Thu., July 25, 2013 5:32pm (EDT)

Rain Reducing Georgia’s Smog Problem
By Claire Simms
Updated: 12 months ago

ATLANTA  —  
According to the Clean Air Campaign, the state has not recorded a single “smog alert” day so far this summer.  (Photo By Claire Simms)
According to the Clean Air Campaign, the state has not recorded a single “smog alert” day so far this summer. (Photo By Claire Simms)
Chances are you have been breathing a little easier this summer.

According to the Clean Air Campaign, the state has not recorded a single “smog alert” day so far this summer. Those alerts are triggered when the amount of ozone or particle pollution reaches unhealthy levels.

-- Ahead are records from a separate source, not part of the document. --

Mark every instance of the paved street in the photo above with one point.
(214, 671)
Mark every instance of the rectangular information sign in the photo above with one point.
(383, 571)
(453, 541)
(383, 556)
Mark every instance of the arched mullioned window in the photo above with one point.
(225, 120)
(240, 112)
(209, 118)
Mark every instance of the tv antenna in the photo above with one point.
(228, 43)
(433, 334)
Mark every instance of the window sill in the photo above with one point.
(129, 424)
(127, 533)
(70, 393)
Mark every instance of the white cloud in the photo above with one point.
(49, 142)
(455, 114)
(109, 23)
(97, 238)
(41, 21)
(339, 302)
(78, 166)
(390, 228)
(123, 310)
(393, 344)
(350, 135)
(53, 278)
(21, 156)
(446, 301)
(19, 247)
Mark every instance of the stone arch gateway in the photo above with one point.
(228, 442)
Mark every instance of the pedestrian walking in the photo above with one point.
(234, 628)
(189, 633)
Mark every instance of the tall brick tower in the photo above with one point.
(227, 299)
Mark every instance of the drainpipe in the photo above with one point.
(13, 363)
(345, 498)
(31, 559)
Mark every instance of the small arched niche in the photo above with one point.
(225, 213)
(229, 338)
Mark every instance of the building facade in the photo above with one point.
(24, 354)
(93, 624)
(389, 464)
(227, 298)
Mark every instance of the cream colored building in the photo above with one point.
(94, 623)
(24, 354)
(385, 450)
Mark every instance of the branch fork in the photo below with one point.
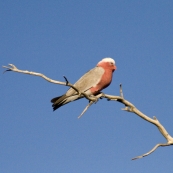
(129, 107)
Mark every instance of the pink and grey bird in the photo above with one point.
(91, 83)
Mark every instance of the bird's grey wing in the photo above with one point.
(88, 80)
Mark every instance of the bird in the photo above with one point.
(91, 83)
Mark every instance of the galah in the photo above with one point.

“There are a couple of factors at play. We’ve had an inordinate amount of rainfall throughout the spring and now into the summer and the rains have succeeded at washing away or helping to be an antidote for some of the formation of ground-level ozone pollution and particle pollution,” said Brian Carr, Director of Communications for the Clean Air Campaign.

Georgia’s Environmental Protection Division collects the air pollution data. Chief Meteorologist Bill Murphey said the rain and cloud cover have led to lower average temperatures, which have held down the production of ozone.

“To get our ozone violations, we need typically sunny skies, hot temperatures and calm winds,” explained Murphey. “We need stable, stagnant conditions.”

While the weather has offered relief, it has made it hard to know whether people have reduced their contributions to air pollution.

“We really don’t even have a chance to look at that based on the weather pattern we’re in,” Murphey said.

Typically, the state sees anywhere from 20 to 30 smog alert days each year.

“This could be considered some cause for celebration in the sense that we are getting a lot of relief that was unexpected,” said Carr. “But it’s equally important to understand that this could be very short-lived. Traffic patterns are expected to normalize around the back to school time of the year when more people will be out on the roads.”

Carr said people should try carpooling, using transit or biking to reduce air pollution.